Naguère, nous publiions un article intitulé : « les enfants d’abord » puisqu’il s’agissait de défendre des écoles rurales isolées, détruites et incendiées par … des « barbares », ennemis de l’enseignement républicain, sans doute.

Aujourd’hui, c’était la rentrée. Les écoles étaient fraîchement repeintes. Un petit homme, de sept ans à peine, pour sa première entrée, nous a demandé, inquiet : « on va me faire les piqûres de la vaccination ? » Pauvret !

Mais non, grâce à de généreux donateurs : un club kiwanis, en particulier, les membres de l’Association « Terre verte » sont venus distribuer aux enfants nécessiteux des dizaines de cartables garnis de fournitures scolaires, des tabliers, des ballons et la promesse de revenir pour répondre aux besoins méconnus qui se sont manifestés récemment.

Il faut avoir la foi pour aller enseigner dans ces petites écoles, souvent érigées au milieu de … rien, en pleine campagne, au bout d’une piste, disons carrossable. Presque toujours, ce sont les mêmes demandes, presque humbles, qui sont formulées. Il n’y a pas d’eau courante, même pas pour que les enfants puissent se laver les mains, au sortir des toilettes, avant de grignoter un bout de pain. Les « cantines » ont été pillées et détruites par les « barbares ». « Terre verte » a acheté et fait livrer des citernes métalliques qu’il faut encore aller remplir !

On est gêné de constater que les « toilettes », ouvertes sur la campagne, ne préservent aucune pudeur, aucune intimité, avec leur murs bas et leurs portes sans fermetures. Même les déchets normaux de l’école sont honteusement cachés derrière un bâtiment, dissimulés à la vue ! Fej Tameur, El Haïdra, Aïn Garça où deux classes n’ont plus de toits, Gouraya où le train ne s’arrête plus, Aïn Zarga : ce sont les mêmes manquements dans une région où cette année, la pluie est si rare que les puits et les sources sont taris depuis des mois.
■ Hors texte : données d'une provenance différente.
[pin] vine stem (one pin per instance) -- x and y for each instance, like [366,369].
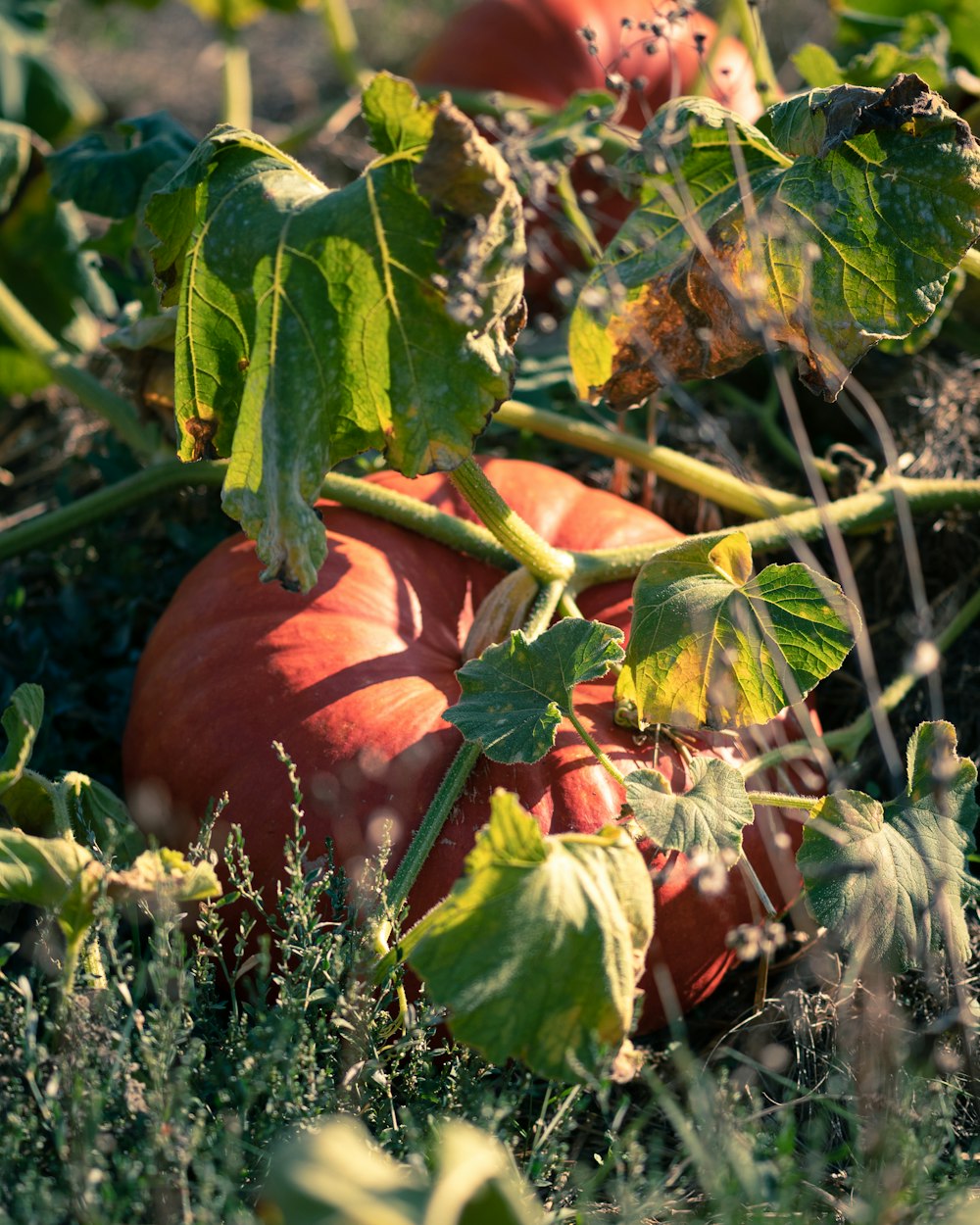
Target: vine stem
[603,759]
[32,338]
[517,537]
[450,790]
[753,500]
[860,513]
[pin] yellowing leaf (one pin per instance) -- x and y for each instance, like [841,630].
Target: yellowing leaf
[559,924]
[713,647]
[829,226]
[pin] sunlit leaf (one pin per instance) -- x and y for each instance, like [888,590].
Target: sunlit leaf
[890,881]
[558,922]
[713,646]
[517,692]
[54,873]
[317,323]
[710,816]
[865,23]
[163,876]
[336,1174]
[829,226]
[111,172]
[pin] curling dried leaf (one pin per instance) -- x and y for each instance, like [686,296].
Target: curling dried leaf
[890,881]
[315,323]
[515,694]
[832,225]
[713,646]
[560,924]
[710,816]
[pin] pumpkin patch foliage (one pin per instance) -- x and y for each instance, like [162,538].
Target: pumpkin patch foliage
[460,784]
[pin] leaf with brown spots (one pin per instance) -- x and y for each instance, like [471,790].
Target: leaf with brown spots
[829,226]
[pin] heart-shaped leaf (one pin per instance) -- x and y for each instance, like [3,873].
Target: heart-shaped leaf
[517,692]
[558,922]
[713,647]
[890,880]
[315,323]
[829,226]
[710,816]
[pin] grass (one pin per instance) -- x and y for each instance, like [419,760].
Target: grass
[160,1097]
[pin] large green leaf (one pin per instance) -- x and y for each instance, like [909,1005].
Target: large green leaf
[863,23]
[890,881]
[517,692]
[21,721]
[713,646]
[54,873]
[336,1174]
[709,817]
[315,323]
[829,226]
[537,950]
[43,261]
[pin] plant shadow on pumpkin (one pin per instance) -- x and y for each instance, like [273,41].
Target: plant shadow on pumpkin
[354,684]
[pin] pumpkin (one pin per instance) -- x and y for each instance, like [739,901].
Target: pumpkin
[354,676]
[537,49]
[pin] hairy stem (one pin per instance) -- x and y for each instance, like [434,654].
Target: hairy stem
[746,498]
[236,81]
[444,802]
[517,537]
[603,759]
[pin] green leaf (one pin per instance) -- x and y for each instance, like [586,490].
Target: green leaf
[34,88]
[52,873]
[43,261]
[710,816]
[380,317]
[517,692]
[21,721]
[921,45]
[863,23]
[537,950]
[111,172]
[336,1172]
[890,881]
[99,817]
[713,647]
[832,225]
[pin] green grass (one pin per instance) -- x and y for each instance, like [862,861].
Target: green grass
[157,1098]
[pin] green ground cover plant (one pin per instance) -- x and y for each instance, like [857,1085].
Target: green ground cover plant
[432,949]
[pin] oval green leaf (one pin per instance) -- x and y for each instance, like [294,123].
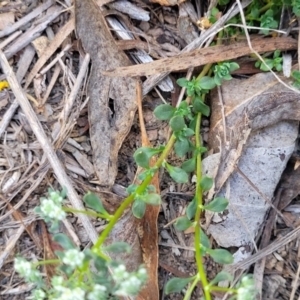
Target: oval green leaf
[152,199]
[182,223]
[191,209]
[218,204]
[220,256]
[189,165]
[204,240]
[177,123]
[221,276]
[206,83]
[118,247]
[201,107]
[177,174]
[64,241]
[94,202]
[206,183]
[138,208]
[175,285]
[183,82]
[164,112]
[181,147]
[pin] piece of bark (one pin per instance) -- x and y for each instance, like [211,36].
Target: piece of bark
[55,43]
[32,33]
[147,226]
[204,56]
[107,128]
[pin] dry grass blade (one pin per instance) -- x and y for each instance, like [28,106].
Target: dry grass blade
[204,56]
[47,147]
[148,231]
[56,42]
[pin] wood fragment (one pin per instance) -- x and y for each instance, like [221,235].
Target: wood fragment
[108,128]
[33,33]
[36,12]
[203,56]
[47,147]
[55,43]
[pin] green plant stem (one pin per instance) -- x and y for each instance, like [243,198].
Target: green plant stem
[191,288]
[223,289]
[199,200]
[119,212]
[47,262]
[261,10]
[87,212]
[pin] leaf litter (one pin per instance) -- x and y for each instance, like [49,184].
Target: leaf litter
[80,129]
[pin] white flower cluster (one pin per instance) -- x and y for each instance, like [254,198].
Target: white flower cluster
[128,284]
[27,270]
[51,207]
[73,258]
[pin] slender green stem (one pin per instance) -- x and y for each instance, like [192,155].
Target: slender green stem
[48,262]
[119,212]
[191,288]
[87,212]
[199,200]
[223,289]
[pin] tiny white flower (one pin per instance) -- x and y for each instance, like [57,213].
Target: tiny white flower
[73,258]
[52,210]
[39,295]
[56,197]
[26,269]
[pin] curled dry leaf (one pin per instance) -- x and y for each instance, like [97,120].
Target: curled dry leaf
[261,118]
[112,102]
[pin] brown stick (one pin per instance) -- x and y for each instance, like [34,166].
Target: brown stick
[203,56]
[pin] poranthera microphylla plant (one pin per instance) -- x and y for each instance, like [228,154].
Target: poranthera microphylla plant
[109,279]
[76,280]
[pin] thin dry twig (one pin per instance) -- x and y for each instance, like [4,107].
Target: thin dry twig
[47,147]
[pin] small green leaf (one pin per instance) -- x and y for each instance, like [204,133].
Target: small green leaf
[177,174]
[164,112]
[100,264]
[204,240]
[191,209]
[175,285]
[183,82]
[218,204]
[153,199]
[276,53]
[201,107]
[132,188]
[221,276]
[118,247]
[188,132]
[296,75]
[218,80]
[138,208]
[189,165]
[143,155]
[177,123]
[94,202]
[182,223]
[206,183]
[64,192]
[233,66]
[64,241]
[220,256]
[181,147]
[206,83]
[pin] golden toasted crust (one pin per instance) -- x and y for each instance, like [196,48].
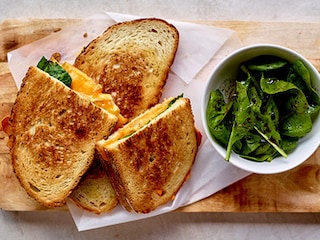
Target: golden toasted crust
[131,60]
[54,131]
[150,166]
[95,192]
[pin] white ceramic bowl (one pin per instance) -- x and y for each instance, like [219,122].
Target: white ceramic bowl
[227,69]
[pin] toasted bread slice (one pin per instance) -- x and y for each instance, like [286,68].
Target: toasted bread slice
[131,60]
[54,131]
[150,158]
[95,192]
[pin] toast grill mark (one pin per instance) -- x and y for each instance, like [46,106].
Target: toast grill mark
[125,76]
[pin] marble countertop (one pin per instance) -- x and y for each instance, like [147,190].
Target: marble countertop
[60,225]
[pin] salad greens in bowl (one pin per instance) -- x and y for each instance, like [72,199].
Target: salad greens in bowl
[260,108]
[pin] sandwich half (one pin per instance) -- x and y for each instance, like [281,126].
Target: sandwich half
[53,135]
[150,158]
[131,60]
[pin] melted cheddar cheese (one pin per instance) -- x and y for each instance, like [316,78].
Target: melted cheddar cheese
[137,123]
[85,86]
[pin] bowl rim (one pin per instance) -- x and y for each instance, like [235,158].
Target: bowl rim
[262,167]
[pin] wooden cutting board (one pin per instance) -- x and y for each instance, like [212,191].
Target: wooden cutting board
[297,190]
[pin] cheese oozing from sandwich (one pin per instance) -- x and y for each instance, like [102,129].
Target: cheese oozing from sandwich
[85,86]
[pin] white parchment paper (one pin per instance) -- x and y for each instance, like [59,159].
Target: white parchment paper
[200,48]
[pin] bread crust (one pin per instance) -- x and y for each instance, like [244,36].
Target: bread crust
[131,60]
[95,193]
[149,167]
[54,131]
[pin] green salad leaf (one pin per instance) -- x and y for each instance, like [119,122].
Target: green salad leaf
[273,107]
[55,70]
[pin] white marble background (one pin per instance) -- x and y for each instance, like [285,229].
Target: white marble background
[59,225]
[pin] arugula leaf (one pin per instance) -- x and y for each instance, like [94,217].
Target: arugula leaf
[257,123]
[55,70]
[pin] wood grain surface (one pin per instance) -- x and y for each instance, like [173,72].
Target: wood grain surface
[297,190]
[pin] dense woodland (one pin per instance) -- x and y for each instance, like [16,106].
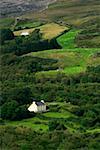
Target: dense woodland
[20,85]
[23,79]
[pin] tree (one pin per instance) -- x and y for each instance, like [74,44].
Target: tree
[8,110]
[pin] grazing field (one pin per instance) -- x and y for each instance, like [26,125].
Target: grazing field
[46,30]
[71,59]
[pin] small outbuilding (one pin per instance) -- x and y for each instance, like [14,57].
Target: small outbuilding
[37,107]
[25,33]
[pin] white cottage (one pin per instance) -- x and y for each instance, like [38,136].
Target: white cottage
[25,33]
[37,107]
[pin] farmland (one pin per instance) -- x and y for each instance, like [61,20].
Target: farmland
[58,62]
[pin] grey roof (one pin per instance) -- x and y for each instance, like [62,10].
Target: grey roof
[39,103]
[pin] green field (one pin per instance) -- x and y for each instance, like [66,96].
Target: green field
[71,59]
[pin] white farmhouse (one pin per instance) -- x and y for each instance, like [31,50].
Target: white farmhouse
[25,33]
[37,107]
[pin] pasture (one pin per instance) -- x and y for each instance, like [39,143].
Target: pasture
[46,30]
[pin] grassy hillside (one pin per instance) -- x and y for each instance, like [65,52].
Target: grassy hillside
[81,14]
[58,62]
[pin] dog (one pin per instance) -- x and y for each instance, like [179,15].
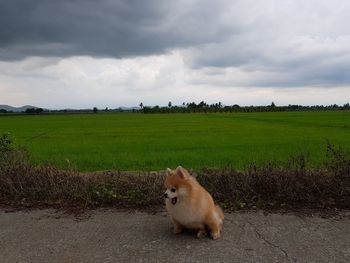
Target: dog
[190,206]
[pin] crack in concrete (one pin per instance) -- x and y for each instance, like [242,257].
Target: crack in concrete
[260,236]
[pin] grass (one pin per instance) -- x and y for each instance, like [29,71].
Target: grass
[90,142]
[289,186]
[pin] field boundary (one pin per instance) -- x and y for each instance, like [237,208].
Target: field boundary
[270,186]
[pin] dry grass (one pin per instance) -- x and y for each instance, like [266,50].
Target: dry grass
[288,186]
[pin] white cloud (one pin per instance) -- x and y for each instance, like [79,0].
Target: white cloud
[243,51]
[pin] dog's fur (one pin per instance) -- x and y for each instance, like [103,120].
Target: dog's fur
[190,206]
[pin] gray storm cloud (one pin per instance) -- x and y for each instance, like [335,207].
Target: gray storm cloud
[105,28]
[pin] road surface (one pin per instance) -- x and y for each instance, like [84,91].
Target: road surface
[112,236]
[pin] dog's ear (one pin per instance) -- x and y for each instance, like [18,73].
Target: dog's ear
[181,172]
[168,171]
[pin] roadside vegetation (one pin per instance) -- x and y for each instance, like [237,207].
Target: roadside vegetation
[291,185]
[128,142]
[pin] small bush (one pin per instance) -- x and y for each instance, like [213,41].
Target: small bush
[288,186]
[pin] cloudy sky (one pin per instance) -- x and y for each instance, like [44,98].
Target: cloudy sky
[110,53]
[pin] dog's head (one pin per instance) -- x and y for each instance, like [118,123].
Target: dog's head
[177,183]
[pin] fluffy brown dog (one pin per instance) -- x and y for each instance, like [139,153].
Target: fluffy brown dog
[190,206]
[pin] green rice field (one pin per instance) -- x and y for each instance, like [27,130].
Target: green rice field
[135,141]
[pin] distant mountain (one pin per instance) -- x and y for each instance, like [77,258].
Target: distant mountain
[16,109]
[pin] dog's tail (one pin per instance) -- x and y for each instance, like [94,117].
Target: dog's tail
[220,212]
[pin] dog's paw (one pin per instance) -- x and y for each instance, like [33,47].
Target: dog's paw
[201,233]
[177,230]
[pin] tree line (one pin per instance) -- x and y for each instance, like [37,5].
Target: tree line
[219,107]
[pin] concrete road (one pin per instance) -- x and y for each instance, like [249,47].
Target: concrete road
[110,236]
Le m3 d’eau, dite potable, parce que pourprée au lac collinaire voisin, coûte plus de 20 dinars.

Les raquettes de cactus, assoiffées, sont plates et fripées : desséchées. Les oliviers resserrent leurs feuilles le long des rameaux offrant à l’air sec les pores obstrués de leurs revers argentés, tout en essayant de boire quelques gouttes de la rosée nocturne. Les feuilles d’amandier souvent brunes, celles des figuiers et des vignes molles et rabougries pendent. Même les plants de romarin et les petits grenadiers, résistant pourtant à la sécheresse, sont bruns, près de mourir de soif. La moindre goutte d’eau répandue attire un peuple de moineaux assoiffés et batailleurs pour … la survie ! Un enseignant a plaisanté : « souhaitons que le nom de votre association « Terre verte » soit un bon présage ! ». Les sourires des enfants faisant le décompte des « trouvailles » découvertes dans le cartable offert sont réconfortants même si, sur plus d’une demi douzaine d’écoles contactées, un seul directeur ne nous a pas communiqué la liste des élèves nécessiteux ! Le plaisir – nous pensons – des enseignants et même du délégué, venu à notre rencontre, nous a amenés à formuler ainsi notre ultime salutation : « Non, ne nous dites pas merci, mais, à bientôt, à la prochaine fois ! ».